If integration of various cloud management functions is at the heart of CMPs' value proposition, does it make sense to use separate solutions for, say, cost management, security and provisioning? Integration of all functions in the "one platform to rule them all" is most compelling when there is a centralized IT function that is responsible for the whole cloud estate. When ownership of cloud environments is decentralized, the value of integration becomes less clear.

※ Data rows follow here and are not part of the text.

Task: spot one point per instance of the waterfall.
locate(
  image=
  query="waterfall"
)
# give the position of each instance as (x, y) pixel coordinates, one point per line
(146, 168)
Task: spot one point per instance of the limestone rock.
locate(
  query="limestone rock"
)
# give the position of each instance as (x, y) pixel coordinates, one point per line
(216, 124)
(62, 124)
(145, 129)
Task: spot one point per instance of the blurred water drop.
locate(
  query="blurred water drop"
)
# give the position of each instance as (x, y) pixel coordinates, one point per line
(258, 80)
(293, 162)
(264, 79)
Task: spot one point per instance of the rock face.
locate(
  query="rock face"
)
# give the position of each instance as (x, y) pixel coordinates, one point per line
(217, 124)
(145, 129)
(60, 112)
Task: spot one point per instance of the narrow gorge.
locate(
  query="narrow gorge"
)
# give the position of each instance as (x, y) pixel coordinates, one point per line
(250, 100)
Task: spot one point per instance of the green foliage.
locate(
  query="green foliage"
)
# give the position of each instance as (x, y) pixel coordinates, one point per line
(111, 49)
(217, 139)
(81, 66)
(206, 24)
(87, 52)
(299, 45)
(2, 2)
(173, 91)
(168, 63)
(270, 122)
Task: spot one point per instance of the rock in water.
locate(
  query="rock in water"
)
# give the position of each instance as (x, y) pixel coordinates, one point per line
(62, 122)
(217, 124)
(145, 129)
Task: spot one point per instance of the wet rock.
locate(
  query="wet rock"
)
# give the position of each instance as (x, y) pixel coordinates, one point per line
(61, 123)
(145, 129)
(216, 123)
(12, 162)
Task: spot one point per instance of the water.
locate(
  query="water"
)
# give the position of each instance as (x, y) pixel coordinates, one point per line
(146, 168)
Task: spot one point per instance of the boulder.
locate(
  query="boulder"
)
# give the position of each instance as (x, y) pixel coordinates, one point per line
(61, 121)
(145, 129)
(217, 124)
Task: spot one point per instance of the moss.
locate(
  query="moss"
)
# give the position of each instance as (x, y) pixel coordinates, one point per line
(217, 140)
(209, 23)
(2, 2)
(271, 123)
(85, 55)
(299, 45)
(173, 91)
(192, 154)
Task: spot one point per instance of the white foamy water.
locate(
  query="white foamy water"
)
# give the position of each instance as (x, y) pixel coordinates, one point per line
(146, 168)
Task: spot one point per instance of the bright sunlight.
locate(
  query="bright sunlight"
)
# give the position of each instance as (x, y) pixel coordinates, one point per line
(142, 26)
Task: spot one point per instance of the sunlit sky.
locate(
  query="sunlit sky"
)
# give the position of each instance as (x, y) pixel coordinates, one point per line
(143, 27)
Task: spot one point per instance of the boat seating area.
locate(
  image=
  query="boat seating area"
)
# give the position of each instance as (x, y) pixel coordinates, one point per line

I will argue that choosing the best tools for specific high-priority problems, such as backup/DR or cost optimization, will likely outweight the benefits of having an integrated solution in most cases. Different organizations have different needs; if you need to solve a cloud cost problem, an excellent cost optimization tool will help you more than an integrated multi-purpose solution.

What will the mainstream implementation of hybrid cloud and multi-cloud be in the next years?
I have difficulty buying into the vision of "workloads floating across clouds". I'm certainly biased, and maybe I just don't sufficiently understand those simple, standardized enterprise workloads that have to be deployed multiple times in various clouds around the globe. There probably are many line-of-business applications that are more or less self-contained and can be easily moved, I just haven't seem them.
The environments in which I work are different: Complex application landscapes, moving substantial data, with a high need for 24/7 availability, best possible performance and user experience. I can't see those types of environments arbitrarily being spread across clouds, at least not without a serious downside.

In the last few years, at least the industry has agreed on a standard for packaging and deploying application, through containers, implemented with Docker and Kubernetes. That offers a new angle on the CMP market, though I only partially agree with Gartner's summary:
"More vendors will enter this market as newer technologies (e.g., containers and serverless) will need to be provisioned and managed in multicloud scenarios."
It may well be the other way around; with containers now the industry standard for packaging and deploying, and large investiments going into CI/CD automation of container deployment, the CMP value proposition is actually weaker - if your container CI/CD pipelines support easy deployment to Kubernetes clusters in various clouds, why put a CMP in between? It will be interesting to see how this space develops as successful and less successful multi-cloud approaches emerge.